La víctima parecía incapaz de hallar la respuesta adecuada. Babbitt bramó:
— ¡Vaya un servicio que nos da la compañía en esta línea! Es absurdo que los tranvías de Portland Road pasen sólo cada siete minutos; las mañanas de invierno se queda uno helado esperando en la esquina con el viento que le muerde a uno las pantorrillas.
— Verdad. A la Compañía de tranvías le importa un comino el trato que nos den. Les debería pasar algo.
Babbitt se alarmó:
— Sin embargo, no sería justo descargar todos los golpes contra la Compañía y no darse cuenta de las dificultades que tiene, como esos chalados que quieren que pase a propiedad del Municipio. Es simplemente un crimen lo que hacen los obreros con la Compañía; no cesan de pedir aumento de jornal, y ¡claro! los que perdemos somos usted y yo, que tenemos que pagar siete centavos por viaje. En realidad, el servicio es excelente en todas las líneas, considerando…
— Pues…
— Hermosa mañana — explicó Babbitt — . La primavera se nos echa encima.
— Sí, esto es ya la primavera.
La víctima no tenía originalidad ni ingenio, y Babbitt cayó en un gran silencio y se dedicó a pasar a los tranvías antes de la esquina.
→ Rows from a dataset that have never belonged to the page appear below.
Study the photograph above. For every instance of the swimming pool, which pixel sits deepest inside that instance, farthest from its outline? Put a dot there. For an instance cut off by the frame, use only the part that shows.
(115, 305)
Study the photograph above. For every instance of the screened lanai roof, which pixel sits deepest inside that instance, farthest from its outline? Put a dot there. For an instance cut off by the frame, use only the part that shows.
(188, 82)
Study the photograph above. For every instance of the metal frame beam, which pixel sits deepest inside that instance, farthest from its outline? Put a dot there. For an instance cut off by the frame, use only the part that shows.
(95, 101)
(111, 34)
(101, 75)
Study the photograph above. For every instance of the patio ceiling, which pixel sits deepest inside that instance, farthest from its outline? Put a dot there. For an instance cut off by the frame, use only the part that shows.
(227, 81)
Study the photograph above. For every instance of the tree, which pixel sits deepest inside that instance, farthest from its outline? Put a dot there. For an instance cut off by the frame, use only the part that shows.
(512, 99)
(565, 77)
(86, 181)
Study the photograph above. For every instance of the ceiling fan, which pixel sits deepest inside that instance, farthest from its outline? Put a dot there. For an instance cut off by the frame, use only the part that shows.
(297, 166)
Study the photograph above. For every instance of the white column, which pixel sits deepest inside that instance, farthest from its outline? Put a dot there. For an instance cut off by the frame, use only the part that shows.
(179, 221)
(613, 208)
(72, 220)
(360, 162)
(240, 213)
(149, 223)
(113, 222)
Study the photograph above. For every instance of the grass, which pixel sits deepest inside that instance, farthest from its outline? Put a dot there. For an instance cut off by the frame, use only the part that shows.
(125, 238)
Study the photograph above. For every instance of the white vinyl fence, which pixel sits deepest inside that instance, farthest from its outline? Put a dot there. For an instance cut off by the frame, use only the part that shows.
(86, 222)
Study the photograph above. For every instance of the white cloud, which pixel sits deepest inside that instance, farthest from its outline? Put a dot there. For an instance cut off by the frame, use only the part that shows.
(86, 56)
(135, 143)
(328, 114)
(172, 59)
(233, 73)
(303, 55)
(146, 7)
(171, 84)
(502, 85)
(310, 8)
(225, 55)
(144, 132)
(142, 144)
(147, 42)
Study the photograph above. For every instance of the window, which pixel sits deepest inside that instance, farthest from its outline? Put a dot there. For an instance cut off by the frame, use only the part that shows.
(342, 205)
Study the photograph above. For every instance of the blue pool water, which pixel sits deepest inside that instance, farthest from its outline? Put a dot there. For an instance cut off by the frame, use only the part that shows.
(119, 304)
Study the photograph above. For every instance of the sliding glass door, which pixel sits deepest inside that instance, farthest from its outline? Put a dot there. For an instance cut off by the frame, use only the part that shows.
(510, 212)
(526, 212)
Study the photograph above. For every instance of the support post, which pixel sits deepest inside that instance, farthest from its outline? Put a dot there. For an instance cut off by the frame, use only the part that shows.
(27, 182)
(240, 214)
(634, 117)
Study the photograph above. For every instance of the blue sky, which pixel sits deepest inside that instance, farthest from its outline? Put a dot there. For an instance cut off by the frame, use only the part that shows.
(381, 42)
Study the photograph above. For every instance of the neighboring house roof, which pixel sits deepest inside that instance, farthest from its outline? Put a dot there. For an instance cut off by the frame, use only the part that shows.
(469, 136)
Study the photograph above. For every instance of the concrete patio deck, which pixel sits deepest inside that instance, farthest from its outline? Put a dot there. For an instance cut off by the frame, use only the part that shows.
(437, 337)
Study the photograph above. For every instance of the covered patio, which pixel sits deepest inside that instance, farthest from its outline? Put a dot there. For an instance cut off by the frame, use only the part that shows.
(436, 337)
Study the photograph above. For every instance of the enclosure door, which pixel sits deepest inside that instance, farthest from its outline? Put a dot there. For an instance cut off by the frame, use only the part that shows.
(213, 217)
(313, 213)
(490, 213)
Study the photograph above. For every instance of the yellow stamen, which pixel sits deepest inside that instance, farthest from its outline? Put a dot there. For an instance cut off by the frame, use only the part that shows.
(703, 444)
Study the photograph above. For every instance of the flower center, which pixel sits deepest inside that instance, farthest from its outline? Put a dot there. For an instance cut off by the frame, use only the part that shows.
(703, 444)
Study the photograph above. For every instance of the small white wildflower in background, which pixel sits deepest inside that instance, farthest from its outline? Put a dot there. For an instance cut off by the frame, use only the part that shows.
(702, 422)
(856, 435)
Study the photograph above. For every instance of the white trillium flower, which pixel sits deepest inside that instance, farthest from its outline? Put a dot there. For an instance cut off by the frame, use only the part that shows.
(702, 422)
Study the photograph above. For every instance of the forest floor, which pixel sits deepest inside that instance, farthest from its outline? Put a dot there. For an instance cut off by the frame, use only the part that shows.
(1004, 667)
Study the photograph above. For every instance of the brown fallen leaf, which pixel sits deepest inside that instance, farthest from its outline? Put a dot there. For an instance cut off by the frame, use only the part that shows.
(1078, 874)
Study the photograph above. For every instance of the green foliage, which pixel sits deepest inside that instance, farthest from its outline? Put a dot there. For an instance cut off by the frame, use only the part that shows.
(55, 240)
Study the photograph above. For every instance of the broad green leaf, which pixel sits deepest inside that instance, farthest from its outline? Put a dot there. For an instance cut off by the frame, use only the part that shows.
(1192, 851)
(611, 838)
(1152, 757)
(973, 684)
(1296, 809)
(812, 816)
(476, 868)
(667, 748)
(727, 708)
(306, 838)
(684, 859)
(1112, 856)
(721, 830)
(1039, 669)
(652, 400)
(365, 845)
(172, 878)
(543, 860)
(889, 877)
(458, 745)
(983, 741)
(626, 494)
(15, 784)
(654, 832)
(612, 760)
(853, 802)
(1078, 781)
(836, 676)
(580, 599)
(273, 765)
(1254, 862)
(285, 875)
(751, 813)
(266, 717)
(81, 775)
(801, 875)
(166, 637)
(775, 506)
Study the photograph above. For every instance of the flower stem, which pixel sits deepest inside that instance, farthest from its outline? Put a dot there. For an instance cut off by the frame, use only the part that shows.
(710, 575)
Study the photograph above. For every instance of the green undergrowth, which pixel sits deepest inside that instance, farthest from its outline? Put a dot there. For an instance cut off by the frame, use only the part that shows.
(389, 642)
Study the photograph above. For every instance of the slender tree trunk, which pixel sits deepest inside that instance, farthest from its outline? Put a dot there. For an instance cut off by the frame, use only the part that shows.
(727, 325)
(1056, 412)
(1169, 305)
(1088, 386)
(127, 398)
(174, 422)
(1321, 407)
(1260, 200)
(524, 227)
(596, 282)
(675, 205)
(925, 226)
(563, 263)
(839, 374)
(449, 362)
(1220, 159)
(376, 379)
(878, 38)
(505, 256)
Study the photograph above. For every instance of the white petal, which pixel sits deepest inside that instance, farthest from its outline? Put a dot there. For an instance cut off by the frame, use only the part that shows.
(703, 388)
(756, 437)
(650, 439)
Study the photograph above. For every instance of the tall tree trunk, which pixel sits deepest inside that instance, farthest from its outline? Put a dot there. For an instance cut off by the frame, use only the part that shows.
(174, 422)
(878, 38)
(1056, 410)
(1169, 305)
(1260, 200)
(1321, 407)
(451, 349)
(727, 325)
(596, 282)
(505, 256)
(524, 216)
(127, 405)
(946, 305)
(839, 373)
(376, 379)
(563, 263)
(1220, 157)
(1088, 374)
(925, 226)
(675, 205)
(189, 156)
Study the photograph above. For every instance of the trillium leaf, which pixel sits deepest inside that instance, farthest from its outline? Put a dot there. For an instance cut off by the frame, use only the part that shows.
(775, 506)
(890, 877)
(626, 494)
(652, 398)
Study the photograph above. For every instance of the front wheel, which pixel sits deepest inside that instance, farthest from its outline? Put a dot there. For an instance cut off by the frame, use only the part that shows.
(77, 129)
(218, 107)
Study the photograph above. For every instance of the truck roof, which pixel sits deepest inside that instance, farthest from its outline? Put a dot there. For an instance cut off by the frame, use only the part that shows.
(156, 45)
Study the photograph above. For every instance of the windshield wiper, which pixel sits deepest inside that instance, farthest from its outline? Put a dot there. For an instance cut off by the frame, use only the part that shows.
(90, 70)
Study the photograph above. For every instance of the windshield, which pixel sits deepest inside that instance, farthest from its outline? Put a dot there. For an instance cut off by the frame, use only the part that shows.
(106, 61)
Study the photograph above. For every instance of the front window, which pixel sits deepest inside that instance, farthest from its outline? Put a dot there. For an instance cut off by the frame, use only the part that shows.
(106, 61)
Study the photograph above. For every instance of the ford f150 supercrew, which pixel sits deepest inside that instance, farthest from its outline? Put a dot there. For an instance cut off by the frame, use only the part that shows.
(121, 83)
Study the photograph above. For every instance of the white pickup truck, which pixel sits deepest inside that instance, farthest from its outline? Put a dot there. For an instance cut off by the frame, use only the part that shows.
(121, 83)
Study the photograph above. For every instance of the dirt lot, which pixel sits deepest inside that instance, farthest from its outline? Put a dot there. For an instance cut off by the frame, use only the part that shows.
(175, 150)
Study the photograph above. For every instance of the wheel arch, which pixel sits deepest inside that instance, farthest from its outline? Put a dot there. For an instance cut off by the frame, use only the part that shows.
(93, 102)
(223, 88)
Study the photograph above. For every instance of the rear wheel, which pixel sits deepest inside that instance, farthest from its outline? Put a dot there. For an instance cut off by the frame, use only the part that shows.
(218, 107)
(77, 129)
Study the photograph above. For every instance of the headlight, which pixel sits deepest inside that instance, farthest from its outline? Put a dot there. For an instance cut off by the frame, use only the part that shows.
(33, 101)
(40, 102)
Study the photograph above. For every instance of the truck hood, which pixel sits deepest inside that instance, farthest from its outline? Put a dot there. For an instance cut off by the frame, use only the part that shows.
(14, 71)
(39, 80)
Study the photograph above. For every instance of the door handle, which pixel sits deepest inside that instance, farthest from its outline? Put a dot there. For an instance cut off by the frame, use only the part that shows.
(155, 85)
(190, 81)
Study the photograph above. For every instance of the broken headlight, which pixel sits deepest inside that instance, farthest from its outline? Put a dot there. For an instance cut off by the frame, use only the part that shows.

Correr a todo gas entre el enorme costado amarillo del tranvía y la quebrada fila de autos estacionados junto a la acera, y embalar en el preciso momento en que el tranvía se paraba: un deporte original y temerario.
Y mientras tanto, se iba dando cuenta del encanto de Zenith. Pasó muchas semanas sin fijarse más que en los clientes y en los irritantes SE ALQUILA de sus rivales. Hoy, no sabía por qué, pasaba de la rabia a la alegría, con la misma nerviosa rapidez, y hoy la luz de la primavera era tan simpática que levantó la cabeza y vio.